The President is in no position to speak, and Bedingfield is a threat to freedom of expression, not a manifestation of it
The Sunday Times columnist Mark Anthony Falzon, who is also a professor of anthropology at the University of Malta, has written today about the President’s message last week, in which she spoke about ‘social violence and social media’.
I won’t go into the merits of her speech. I was around and sentient back when Marie Louise Coleiro was secretary-general of the Malta Labour Party and the party’s mobs and politicians were wrecking the country, setting fire to buildings, ransacking Opposition clubs and homes, and killing people in the Police lock-up, while its thugs extorted protection money, bribes and corruption payments from anybody and everybody they could. It is an insult to everybody who lived through those horrible years to see her now installed at San Anton Palace, living off the fat of the land for five years, playing at being Santa Maria Goretti and preaching to the rest of us.
Comments on social media shatter private lives and families, the President said in her message. Oh, I’ll say they do. Nobody knows more than I do how extreme, vile, slanderous and revolting those comments are, and the distress they cause to those around me, when my only crime is that I am a journalist who criticises the Labour Party, the government, and exposes its wrong-doing. Where in the world, other than (notoriously) Azerbaijan and other totalitarian states, do politicians sponsor and encourage discussions of ‘enemy’ journalists’ sex-lives, body shapes and private affairs?
The Malta Labour Party/government’s response to my revelations about its politicians’ activities is to encourage a troll-led discussion about the body and sex life of a woman in her 50s. Is this normal? Of course it isn’t. But Maltese society is not normal. It is toxic. The Malta Labour Party’s supporters and trolls are like those awful people around the guillotine, taking pleasure in torturing and killing those they perceive to be their betters. And just as it was in the Great Terror in France back then, they are joined in this by some of their perceived betters who, to escape similar treatment themselves, or to move safely into the new era under another power, mix with the savages around the guillotine and behave like them.

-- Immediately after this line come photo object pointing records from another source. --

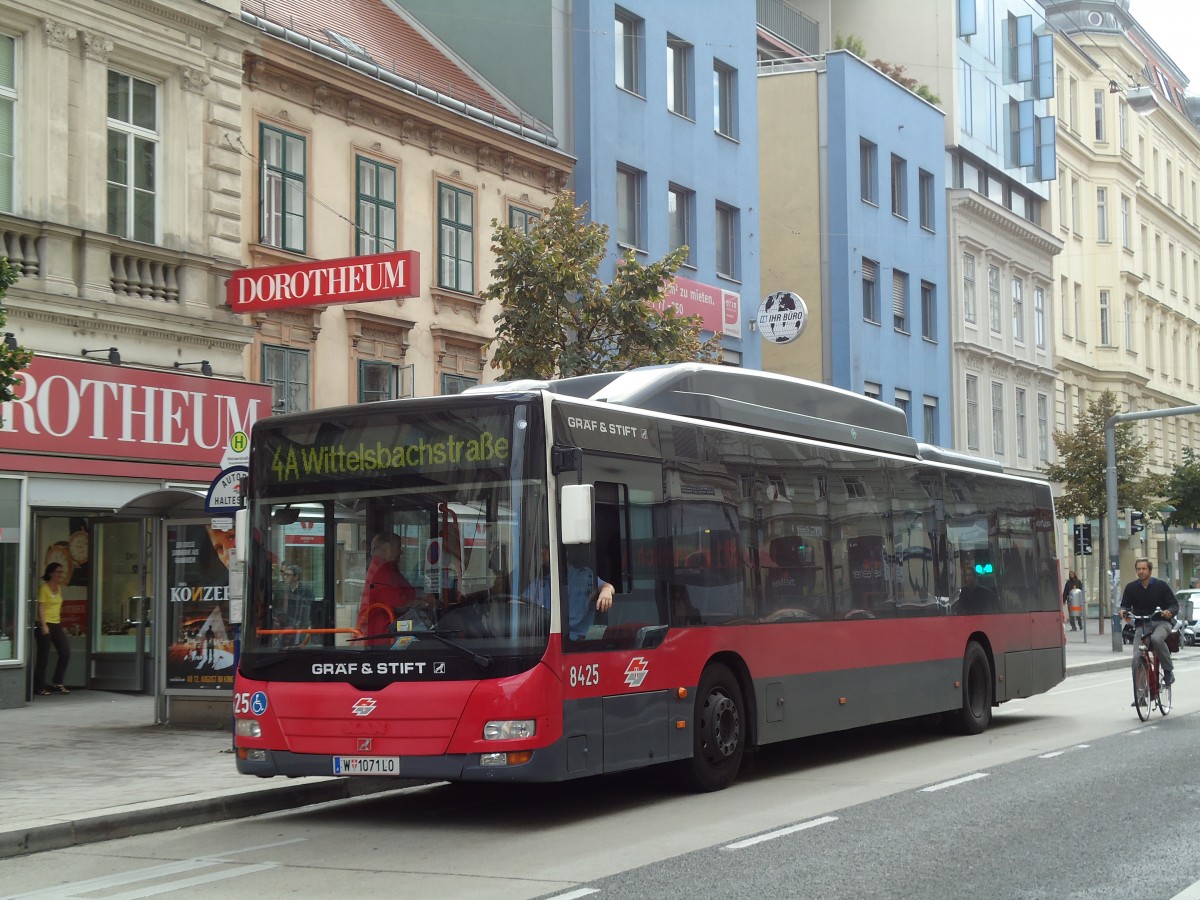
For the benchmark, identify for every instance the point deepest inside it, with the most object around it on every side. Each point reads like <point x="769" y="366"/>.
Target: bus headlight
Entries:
<point x="510" y="729"/>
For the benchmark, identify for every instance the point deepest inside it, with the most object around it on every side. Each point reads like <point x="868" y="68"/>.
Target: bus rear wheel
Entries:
<point x="975" y="715"/>
<point x="719" y="731"/>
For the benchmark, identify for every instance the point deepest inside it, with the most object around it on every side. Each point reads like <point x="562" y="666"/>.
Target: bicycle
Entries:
<point x="1150" y="687"/>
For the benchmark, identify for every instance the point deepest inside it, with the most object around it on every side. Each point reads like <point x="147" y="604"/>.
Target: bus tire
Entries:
<point x="978" y="691"/>
<point x="719" y="731"/>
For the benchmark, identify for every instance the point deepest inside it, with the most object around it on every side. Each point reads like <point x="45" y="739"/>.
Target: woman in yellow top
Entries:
<point x="49" y="630"/>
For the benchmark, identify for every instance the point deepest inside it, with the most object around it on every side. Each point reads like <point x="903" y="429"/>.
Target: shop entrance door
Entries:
<point x="121" y="652"/>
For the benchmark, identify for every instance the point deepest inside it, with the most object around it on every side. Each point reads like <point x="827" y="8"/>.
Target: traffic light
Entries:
<point x="1084" y="540"/>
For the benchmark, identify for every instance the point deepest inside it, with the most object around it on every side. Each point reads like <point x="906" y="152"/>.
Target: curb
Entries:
<point x="108" y="826"/>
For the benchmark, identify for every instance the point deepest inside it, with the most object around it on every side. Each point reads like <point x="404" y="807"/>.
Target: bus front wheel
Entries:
<point x="719" y="731"/>
<point x="978" y="689"/>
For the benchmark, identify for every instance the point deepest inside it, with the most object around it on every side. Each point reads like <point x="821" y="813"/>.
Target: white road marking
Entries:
<point x="780" y="833"/>
<point x="954" y="783"/>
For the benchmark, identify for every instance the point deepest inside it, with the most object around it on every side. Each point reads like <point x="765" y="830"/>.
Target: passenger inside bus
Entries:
<point x="975" y="598"/>
<point x="582" y="585"/>
<point x="387" y="591"/>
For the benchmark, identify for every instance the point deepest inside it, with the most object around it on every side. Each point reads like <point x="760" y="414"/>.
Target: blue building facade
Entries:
<point x="657" y="102"/>
<point x="665" y="131"/>
<point x="885" y="221"/>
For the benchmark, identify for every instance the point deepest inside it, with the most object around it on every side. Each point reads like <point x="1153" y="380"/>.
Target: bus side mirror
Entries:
<point x="576" y="513"/>
<point x="241" y="533"/>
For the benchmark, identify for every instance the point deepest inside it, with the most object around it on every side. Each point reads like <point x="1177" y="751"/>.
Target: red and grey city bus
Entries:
<point x="785" y="562"/>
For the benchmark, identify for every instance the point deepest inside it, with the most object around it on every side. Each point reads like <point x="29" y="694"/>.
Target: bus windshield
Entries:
<point x="395" y="534"/>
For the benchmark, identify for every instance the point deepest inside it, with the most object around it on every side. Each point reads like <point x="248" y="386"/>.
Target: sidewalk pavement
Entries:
<point x="91" y="766"/>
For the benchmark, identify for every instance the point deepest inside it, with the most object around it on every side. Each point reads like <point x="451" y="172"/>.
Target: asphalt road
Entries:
<point x="1055" y="801"/>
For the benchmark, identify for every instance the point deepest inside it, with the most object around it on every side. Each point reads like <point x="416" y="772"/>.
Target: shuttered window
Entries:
<point x="900" y="300"/>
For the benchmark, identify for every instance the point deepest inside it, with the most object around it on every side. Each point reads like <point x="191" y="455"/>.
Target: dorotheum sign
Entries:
<point x="327" y="281"/>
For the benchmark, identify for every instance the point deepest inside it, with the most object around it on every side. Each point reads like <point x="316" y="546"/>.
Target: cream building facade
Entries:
<point x="342" y="156"/>
<point x="1128" y="280"/>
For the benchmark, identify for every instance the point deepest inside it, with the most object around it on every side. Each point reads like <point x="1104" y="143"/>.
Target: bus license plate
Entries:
<point x="366" y="765"/>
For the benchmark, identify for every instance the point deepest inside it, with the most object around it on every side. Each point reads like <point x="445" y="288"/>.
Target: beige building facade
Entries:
<point x="345" y="157"/>
<point x="1128" y="279"/>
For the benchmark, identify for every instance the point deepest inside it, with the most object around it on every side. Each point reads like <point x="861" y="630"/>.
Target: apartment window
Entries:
<point x="1020" y="48"/>
<point x="377" y="381"/>
<point x="679" y="57"/>
<point x="930" y="421"/>
<point x="966" y="111"/>
<point x="522" y="220"/>
<point x="1074" y="205"/>
<point x="629" y="31"/>
<point x="899" y="187"/>
<point x="972" y="397"/>
<point x="287" y="371"/>
<point x="7" y="119"/>
<point x="870" y="291"/>
<point x="456" y="239"/>
<point x="724" y="95"/>
<point x="925" y="187"/>
<point x="1023" y="449"/>
<point x="1039" y="318"/>
<point x="1018" y="310"/>
<point x="966" y="17"/>
<point x="1102" y="214"/>
<point x="630" y="185"/>
<point x="727" y="245"/>
<point x="969" y="295"/>
<point x="997" y="418"/>
<point x="994" y="299"/>
<point x="1043" y="429"/>
<point x="1105" y="321"/>
<point x="376" y="207"/>
<point x="132" y="157"/>
<point x="928" y="311"/>
<point x="283" y="189"/>
<point x="456" y="383"/>
<point x="993" y="114"/>
<point x="899" y="300"/>
<point x="868" y="173"/>
<point x="904" y="403"/>
<point x="1078" y="306"/>
<point x="681" y="211"/>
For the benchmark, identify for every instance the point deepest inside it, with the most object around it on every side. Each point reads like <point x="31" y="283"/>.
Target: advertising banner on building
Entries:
<point x="117" y="415"/>
<point x="201" y="651"/>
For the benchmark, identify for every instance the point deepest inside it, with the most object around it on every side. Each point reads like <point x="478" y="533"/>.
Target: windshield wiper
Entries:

What makes Marie Louise Coleiro’s message more offensive still is that she should be the last one to talk about “shattering families and private lives”. Her only child, a daughter now grown to adulthood, is the result of an affair she had with a married man. She shattered (with his help, of course) his family and the private lives of his wife and children, who continue to suffer from the wound that will never heal, to this day. Seeing her installed in the Presidential Palace was deeply offensive to them, too. Unfortunately, the Labour Party is literally infested with marriage cheats: men who cheated on their wives or women who broke up other women’s families.

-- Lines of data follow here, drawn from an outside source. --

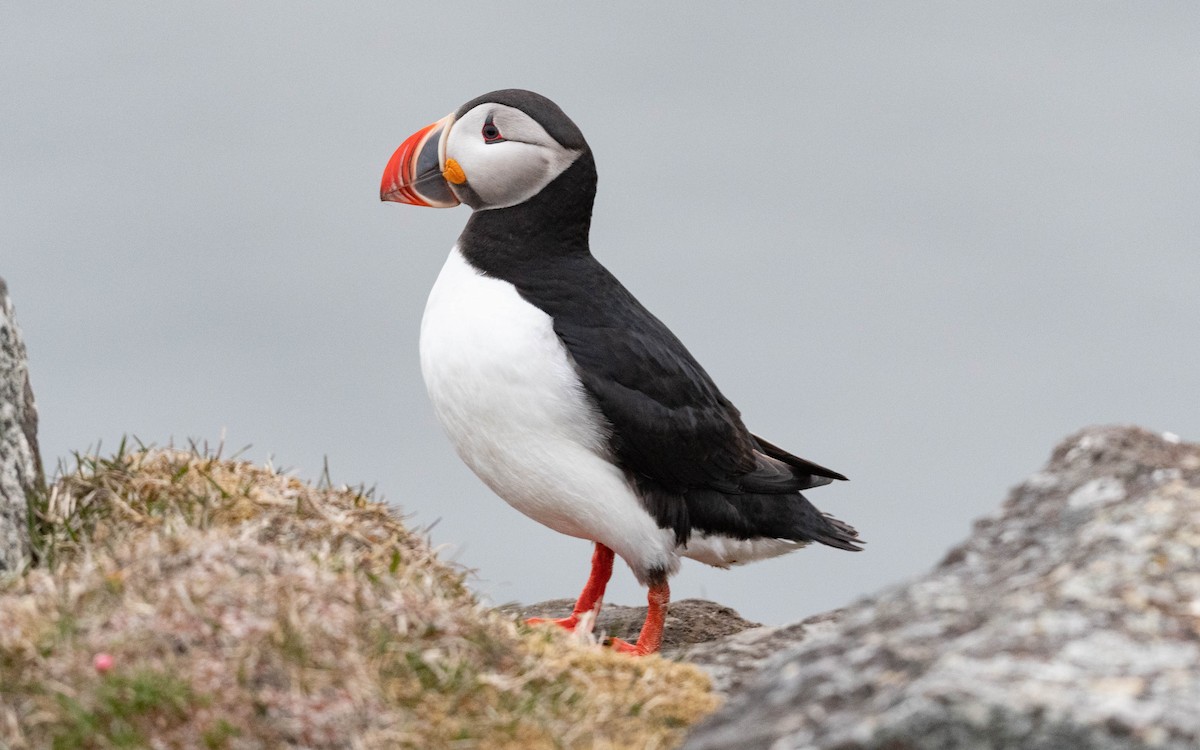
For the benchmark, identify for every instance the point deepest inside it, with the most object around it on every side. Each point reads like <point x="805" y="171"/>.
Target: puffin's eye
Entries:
<point x="491" y="133"/>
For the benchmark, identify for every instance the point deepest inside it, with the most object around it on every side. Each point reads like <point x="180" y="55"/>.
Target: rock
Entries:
<point x="1069" y="621"/>
<point x="736" y="659"/>
<point x="689" y="621"/>
<point x="21" y="466"/>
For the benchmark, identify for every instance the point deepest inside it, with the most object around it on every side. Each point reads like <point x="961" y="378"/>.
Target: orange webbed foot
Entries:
<point x="565" y="623"/>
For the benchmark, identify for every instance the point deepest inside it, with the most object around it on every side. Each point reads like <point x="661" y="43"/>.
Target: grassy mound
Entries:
<point x="189" y="601"/>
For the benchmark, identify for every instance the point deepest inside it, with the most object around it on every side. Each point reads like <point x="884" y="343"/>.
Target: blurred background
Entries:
<point x="916" y="243"/>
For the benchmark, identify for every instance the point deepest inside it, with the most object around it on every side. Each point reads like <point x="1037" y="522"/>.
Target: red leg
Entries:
<point x="593" y="593"/>
<point x="651" y="637"/>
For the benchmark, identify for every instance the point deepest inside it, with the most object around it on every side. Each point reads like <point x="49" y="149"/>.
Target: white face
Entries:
<point x="505" y="155"/>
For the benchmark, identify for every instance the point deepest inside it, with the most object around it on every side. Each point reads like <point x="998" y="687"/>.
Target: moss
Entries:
<point x="246" y="609"/>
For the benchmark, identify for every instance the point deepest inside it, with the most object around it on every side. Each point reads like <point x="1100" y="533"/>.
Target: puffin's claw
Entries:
<point x="565" y="623"/>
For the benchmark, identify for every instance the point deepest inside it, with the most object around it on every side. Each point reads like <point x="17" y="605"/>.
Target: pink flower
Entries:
<point x="102" y="661"/>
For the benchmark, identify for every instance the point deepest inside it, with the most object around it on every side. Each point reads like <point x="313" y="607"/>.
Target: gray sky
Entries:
<point x="917" y="243"/>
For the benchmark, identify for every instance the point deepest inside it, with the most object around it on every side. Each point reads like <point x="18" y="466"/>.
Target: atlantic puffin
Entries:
<point x="561" y="391"/>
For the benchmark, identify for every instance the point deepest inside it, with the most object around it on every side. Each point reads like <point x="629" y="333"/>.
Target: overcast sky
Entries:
<point x="917" y="243"/>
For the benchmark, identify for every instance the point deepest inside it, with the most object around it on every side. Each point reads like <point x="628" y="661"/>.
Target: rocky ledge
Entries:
<point x="1069" y="621"/>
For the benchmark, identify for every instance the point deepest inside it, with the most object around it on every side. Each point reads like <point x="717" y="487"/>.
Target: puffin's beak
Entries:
<point x="414" y="173"/>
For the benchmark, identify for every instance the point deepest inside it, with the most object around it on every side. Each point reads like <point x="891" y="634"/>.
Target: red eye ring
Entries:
<point x="491" y="133"/>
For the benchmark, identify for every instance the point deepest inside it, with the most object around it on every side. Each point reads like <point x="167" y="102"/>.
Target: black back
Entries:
<point x="683" y="443"/>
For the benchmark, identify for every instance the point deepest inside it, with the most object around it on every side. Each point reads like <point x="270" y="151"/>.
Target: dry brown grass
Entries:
<point x="245" y="609"/>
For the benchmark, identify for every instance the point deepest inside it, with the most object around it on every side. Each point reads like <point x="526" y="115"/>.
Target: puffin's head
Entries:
<point x="496" y="151"/>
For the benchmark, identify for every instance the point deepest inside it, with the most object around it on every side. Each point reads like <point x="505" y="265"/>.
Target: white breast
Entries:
<point x="508" y="396"/>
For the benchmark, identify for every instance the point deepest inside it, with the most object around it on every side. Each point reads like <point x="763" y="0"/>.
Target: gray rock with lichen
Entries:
<point x="21" y="466"/>
<point x="1069" y="621"/>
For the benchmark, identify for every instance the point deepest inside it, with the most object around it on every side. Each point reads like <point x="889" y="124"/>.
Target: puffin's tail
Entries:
<point x="757" y="515"/>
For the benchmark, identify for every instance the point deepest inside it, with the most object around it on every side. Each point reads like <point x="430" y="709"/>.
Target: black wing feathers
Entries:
<point x="696" y="465"/>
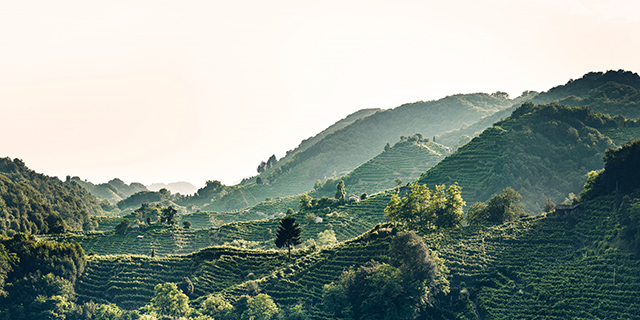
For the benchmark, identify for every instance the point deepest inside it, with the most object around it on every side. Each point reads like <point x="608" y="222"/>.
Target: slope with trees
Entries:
<point x="346" y="148"/>
<point x="540" y="151"/>
<point x="35" y="203"/>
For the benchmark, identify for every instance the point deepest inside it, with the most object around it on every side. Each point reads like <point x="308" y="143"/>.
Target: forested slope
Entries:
<point x="540" y="151"/>
<point x="35" y="203"/>
<point x="345" y="149"/>
<point x="556" y="266"/>
<point x="612" y="92"/>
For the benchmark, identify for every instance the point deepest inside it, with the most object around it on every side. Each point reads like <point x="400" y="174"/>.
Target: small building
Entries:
<point x="564" y="209"/>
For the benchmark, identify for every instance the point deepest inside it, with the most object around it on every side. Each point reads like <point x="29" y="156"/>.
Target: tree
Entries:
<point x="169" y="215"/>
<point x="505" y="206"/>
<point x="305" y="201"/>
<point x="451" y="214"/>
<point x="422" y="208"/>
<point x="261" y="307"/>
<point x="340" y="192"/>
<point x="288" y="234"/>
<point x="123" y="226"/>
<point x="217" y="307"/>
<point x="549" y="206"/>
<point x="477" y="214"/>
<point x="169" y="300"/>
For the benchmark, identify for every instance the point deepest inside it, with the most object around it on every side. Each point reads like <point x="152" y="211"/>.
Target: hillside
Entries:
<point x="612" y="92"/>
<point x="540" y="151"/>
<point x="232" y="229"/>
<point x="113" y="191"/>
<point x="34" y="203"/>
<point x="181" y="187"/>
<point x="406" y="160"/>
<point x="556" y="266"/>
<point x="349" y="147"/>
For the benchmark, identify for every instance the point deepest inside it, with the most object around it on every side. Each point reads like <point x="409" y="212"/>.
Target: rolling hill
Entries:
<point x="540" y="151"/>
<point x="345" y="149"/>
<point x="612" y="92"/>
<point x="34" y="203"/>
<point x="556" y="266"/>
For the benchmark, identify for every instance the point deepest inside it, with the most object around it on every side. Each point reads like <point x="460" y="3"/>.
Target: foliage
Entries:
<point x="340" y="193"/>
<point x="423" y="209"/>
<point x="217" y="307"/>
<point x="540" y="151"/>
<point x="122" y="227"/>
<point x="288" y="234"/>
<point x="260" y="307"/>
<point x="502" y="207"/>
<point x="327" y="237"/>
<point x="169" y="300"/>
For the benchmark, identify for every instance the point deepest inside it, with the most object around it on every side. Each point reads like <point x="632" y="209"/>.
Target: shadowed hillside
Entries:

On this subject, Coleiro should simply keep her mouth shut. It is bad enough that we have to deal with the five-year insult of having her as President.
Beneath Mark Anthony Falzon’s otherwise very good piece which focusses on the President, I have posted the comment which follows.
I beg to differ on your fundamental premise. Glenn Bedingfield’s blog is not about freedom of expression but its polar opposite. It was set up, and exists, specifically to target, criticise, harass, intimidate and frighten critics of and perceived threats to the government for which Bedingfield works, directly in the Prime Minister’s Office.
That would be inexcusable even if he were only doing it to politicians of the opposite camp (bearing in mind that he now works for the government and not for the Labour Party).
But used against journalists, entertainers and ordinary people whose only crime is to post comments on the internet criticising the government, it moves into the realm of totalitarian tactics.
Glenn Bedingfield doesn’t only work for the Office of the Prime Minister. He is also one of the Prime Minister’s closest aides and associates, even travelling with him on family holidays. His targeting of journalists, Opposition politicians and ordinary people who criticise the government is therefore significant and represents a threat to freedom of expression, rather than being a manifestation of it.
The fact that the current government is widely perceived (correctly) to be malign rather than benign serves to make Bedingfield’s choice and method of targeting individuals who criticise the government seem more threatening still. This has the effect of silencing people or making them pull their head safely beneath the parapet.
Of course, in their fear they will grow to detest the hostility and threatening nature of this government, and support for it will collapse in silence. But this government seems to prefer that, in its fascist nature, to open criticism.